What the Wilson's really need are active digital crossovers. But that ain't gonna happen
all one would need to do is buy a threeway digital cover of comparable pedigree, and use three amplifiers of the same ilk, preferably tubes. Wilsons love tubes.
...regards...tr
In principle, I agree with you but it's as easy as you imply.
One needs a suitable digital crossover configured (or configurable) to the specific demands of this particular speaker. Not plug-and-play regardless of pedigree. I'll pass on the tube amps (no pun intended).
It's a matter of beliefs not difficulty.
Hi, like I said I haven't read the reviews yet,just John Atkinsons graph. This is a good example of learning more by having the experts reading between the lines for you. It will make the review more informative to me.There aren't any Hifi stores around here anymore. Thanks you guys....Mark
Easiest thing to correct with digital EQ and/or room correction DSP. Frequency extension, distortion, power handling, impulse response. These are the critical measurements.
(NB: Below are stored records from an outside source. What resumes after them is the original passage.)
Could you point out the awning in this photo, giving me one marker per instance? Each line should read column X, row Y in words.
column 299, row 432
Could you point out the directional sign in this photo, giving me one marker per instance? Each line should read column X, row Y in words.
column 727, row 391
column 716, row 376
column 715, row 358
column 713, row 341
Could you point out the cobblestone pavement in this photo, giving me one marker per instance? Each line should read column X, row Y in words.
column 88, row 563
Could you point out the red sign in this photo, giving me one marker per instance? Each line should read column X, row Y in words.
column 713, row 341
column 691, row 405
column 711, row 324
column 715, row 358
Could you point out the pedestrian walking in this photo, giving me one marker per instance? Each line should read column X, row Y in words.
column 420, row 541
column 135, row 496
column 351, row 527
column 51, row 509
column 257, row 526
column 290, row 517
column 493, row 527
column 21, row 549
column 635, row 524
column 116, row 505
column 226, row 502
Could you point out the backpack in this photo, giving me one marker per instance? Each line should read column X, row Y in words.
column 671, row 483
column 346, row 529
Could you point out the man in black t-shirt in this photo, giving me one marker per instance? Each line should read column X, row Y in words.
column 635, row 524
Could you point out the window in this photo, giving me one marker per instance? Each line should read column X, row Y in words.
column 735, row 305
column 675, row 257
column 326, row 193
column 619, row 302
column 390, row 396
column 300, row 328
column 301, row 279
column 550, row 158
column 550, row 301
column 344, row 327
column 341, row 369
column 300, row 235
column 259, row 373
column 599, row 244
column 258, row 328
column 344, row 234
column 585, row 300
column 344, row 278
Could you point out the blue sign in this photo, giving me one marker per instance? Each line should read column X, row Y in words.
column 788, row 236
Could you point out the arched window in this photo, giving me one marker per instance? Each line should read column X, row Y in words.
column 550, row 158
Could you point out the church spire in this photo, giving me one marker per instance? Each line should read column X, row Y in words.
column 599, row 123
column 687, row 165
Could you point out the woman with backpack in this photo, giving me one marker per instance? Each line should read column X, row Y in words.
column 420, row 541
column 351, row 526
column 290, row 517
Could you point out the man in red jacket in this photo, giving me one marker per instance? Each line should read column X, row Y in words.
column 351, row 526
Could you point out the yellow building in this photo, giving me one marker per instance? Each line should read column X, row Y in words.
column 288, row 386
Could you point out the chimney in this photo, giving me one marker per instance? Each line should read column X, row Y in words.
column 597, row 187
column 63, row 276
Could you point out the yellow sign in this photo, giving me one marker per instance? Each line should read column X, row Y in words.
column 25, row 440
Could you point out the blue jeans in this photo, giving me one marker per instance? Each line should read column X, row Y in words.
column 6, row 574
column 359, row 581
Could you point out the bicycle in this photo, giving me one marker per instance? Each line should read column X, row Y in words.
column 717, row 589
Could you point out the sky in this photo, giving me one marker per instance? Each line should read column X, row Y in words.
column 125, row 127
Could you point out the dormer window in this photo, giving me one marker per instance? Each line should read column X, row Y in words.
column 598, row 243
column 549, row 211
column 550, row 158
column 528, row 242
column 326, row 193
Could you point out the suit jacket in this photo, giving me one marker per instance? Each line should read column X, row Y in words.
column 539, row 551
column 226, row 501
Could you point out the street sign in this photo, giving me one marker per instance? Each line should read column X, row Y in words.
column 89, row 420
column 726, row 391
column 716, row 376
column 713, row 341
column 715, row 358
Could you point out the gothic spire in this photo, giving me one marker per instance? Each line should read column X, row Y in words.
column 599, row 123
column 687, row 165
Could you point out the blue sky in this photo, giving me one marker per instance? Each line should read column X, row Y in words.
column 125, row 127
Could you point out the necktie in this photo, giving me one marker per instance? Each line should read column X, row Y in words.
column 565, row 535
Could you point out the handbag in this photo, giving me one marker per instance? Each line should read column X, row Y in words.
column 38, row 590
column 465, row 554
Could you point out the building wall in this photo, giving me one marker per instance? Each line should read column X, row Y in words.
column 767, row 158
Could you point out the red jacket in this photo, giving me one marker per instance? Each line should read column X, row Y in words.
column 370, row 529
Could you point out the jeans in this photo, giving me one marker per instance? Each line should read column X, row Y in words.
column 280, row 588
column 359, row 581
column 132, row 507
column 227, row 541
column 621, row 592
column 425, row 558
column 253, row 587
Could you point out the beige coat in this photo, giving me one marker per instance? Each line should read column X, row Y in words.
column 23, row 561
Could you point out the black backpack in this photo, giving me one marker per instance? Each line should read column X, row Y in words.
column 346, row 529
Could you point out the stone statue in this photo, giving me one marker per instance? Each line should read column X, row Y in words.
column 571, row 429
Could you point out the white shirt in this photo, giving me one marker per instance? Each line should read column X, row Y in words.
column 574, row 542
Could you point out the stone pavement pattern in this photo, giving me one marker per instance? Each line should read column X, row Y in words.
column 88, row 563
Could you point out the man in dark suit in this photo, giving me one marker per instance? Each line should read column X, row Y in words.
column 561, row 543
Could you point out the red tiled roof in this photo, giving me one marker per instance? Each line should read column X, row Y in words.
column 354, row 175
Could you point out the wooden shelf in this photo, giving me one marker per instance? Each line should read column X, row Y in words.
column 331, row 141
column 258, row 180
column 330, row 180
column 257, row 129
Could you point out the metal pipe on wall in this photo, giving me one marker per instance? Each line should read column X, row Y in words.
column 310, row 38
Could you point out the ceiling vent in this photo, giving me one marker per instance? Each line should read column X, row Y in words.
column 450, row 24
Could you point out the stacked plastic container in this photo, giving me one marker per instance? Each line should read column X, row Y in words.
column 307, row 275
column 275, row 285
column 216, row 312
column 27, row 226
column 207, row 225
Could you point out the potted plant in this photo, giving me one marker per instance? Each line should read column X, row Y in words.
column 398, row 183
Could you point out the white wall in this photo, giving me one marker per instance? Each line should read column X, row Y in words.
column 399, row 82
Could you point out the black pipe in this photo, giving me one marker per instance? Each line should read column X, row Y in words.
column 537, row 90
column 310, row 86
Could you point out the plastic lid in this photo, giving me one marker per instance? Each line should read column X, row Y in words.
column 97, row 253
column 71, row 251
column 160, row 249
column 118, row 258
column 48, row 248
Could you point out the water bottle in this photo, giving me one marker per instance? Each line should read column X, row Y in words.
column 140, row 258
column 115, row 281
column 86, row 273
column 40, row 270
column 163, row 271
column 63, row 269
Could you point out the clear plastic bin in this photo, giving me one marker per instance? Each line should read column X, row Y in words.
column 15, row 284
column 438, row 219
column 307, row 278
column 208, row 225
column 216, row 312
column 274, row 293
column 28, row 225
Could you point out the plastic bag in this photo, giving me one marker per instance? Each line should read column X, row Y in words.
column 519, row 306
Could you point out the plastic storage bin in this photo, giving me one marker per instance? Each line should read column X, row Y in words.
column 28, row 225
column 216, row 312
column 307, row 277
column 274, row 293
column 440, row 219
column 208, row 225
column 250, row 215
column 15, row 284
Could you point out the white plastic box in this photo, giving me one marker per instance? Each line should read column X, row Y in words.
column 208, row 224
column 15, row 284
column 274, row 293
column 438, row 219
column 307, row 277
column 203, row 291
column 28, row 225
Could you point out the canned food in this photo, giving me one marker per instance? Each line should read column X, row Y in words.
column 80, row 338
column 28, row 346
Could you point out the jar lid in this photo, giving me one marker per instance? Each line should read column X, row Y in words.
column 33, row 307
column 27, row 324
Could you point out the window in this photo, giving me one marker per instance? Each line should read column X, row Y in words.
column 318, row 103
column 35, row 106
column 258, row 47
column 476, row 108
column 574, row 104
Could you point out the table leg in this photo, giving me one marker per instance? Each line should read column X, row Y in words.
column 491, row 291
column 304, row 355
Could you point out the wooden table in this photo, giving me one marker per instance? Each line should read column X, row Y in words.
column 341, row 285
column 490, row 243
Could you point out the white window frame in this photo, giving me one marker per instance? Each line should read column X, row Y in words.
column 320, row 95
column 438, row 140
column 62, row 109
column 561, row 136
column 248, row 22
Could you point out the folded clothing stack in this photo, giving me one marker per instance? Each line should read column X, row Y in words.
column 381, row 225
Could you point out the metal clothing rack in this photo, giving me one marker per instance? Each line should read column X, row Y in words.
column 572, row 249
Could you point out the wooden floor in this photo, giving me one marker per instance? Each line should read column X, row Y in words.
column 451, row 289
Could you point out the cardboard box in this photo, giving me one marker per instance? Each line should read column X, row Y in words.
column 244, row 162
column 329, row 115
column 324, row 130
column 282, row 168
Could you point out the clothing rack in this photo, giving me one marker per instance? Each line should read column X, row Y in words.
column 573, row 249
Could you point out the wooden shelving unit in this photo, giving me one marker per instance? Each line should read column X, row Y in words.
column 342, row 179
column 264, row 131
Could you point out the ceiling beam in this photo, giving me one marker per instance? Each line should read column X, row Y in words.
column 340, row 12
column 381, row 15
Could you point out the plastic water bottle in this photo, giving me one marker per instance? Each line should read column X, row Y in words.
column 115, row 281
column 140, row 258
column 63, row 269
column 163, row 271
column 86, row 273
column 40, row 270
yes, things have progressed. Fully agreed with that. It's called progress for a good reason.
But saying that F, (as it was starting the Hi-Fi quest years ago), is like saying the past is no longer prologue. Instruments reproduced properly from an orchestra or amplifier are 'old' thinking and not quite as applicable today. The new ways are much better
The Stradivarius and Stratocaster will have a different sound, who cares, and F is old thinking and not as important.
ALL of the parameters in Audio are important. The measurements people do that reveal the character will come along with time because, as they are right now, - they are incomplete. The Human Ear knows better than that.
You can agree or disagree, but please don't link anything to another website or give me a diatribe on your disagreements. It's just my commentary and opinion, Scott.
It's not like saying that at all. The reason frequency response is the least significant problem isn't because it stopped mattering. It's because it went from being hard to fix to trivially easy to fix.
Of your critical measurements I'd put impulse response at the top.
So would I
The most important factor in making a good recording sound live is dynamic linearity, linear changes in level relative to in put from micro to mini to midi to macro and as consistent as possible over the entire bandwidth and of all your factors impulse response is the one that clearly relates to this.
Edits: 01/07/24 01/07/24
100 %. That is the information that once lost is irretrievable.
I assume your question is rhetorical. John's measurements are among the most exhaustive of any published. The questions are. How do you use them and value each individual one? Which are the most relevant? Are they complete(either known measurements or ones yet to be discovered. Ultimately you still need to listen(without forgetting the measurements). I don't know either speaker. A side by side comparison could be fun.
Didn't look like a rhetorical question to me. But I could be wrong
Spot on
a commonsense response to a rhetorical question.